When students step back on to campus, they will be faced with the challenge of where to find food. And when I say challenge, I really do mean challenge. The College is certainly not known for its stellar food options, and while I really did not expect that to change for my senior year, I expected the mediocre options we had to stay the same, not to drop off one by one.

Before I address the depressing lack of locations to spend Dining Dollars, I want to acknowledge that Cosi will be adding late night hours and Qdoba will have a more permanent location in the Student Exchange, both of which I am incredibly excited for.

However, these two extensions of current offerings do not make up for the fact that the entirety of Tribe Square’s downstairs level is now empty.

Most of us at the College have only ever known the complex as a partially empty facility. When I moved in as a freshman, Subway had already vacated Tribe Square. My freshman and sophomore years I greatly enjoyed spending my time and my Dining Dollars at the remaining restaurants in Tribe Square. Even though none of the restaurants were extremely high quality, they were certainly a step up from always eating at the Caf.

While some might say that if students wanted the restaurants to stick around, they should have patronized them more, I don’t think the students are to blame for this situation.”

When Mooyah left the summer after my sophomore year, I lost not only an option of a place to spend my Dining Dollars, but also an important social place for me and my friends.

My junior year, I purchased a block meal plan and spent a good bit of the extra Dining Dollars that came with it at The Crust and Pita Pit. Since that plan worked so well my junior year, I decided to save some money and purchase the block 100 plan for my senior year with the most possible Dining Dollars since I would be living directly across the street from Tribe Square.

The fact that these restaurants are no longer an option is a blatant devaluation of our Dining Dollars. While some might say that if students wanted the restaurants to stick around, they should have patronized them more, I don’t think the students are to blame for this situation.

During the school year, there was rarely a time one of these restaurants could be found empty, and it was often even hard to get a table on busy nights at the Crust. This makes it hard to believe that the students are at fault for these businesses closing — unless you believe that students are to blame for not patronizing these establishments when they are home on breaks.

Students living on campus at the College are required to purchase a meal plan, whether they like it or not (and they usually don’t). When your required meal plan comes with swipes and a finite number of Dining Dollars, it makes sense that once you spend all of your Dining Dollars on meals outside the dining halls, you’d likely simply switch over to using your meal swipes at the Caf, Sadler or Marketplace. It doesn’t seem like a stretch to assume that once students have used up their finite Dining Dollars, they are more likely to use the rest of their prepaid, required meal plan rather than spend their own cash.

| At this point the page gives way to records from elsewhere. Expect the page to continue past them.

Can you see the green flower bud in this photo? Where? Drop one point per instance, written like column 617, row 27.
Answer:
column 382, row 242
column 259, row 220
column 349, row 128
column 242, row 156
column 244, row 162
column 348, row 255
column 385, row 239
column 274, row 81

To me, it is clear that the blame for the businesses closing in Tribe Square should not fall on the shoulders of the student body.”

To me, it is clear that the blame for the businesses closing in Tribe Square should not fall on the shoulders of the student body. Students are required to purchase meal plans, Tribe Square restaurants are required to accept Dining Dollars, and those restaurants are not given any grace period for paying rent over their slow summer period. It seems like a clear recipe for failure.

The fact that all four restaurants in Tribe Square had to close seems to be an indictment of the system rather than an indictment of the specific businesses in the same way that if every single student failed a particular class, the fault would likely fall on the professor rather than entirely on the students.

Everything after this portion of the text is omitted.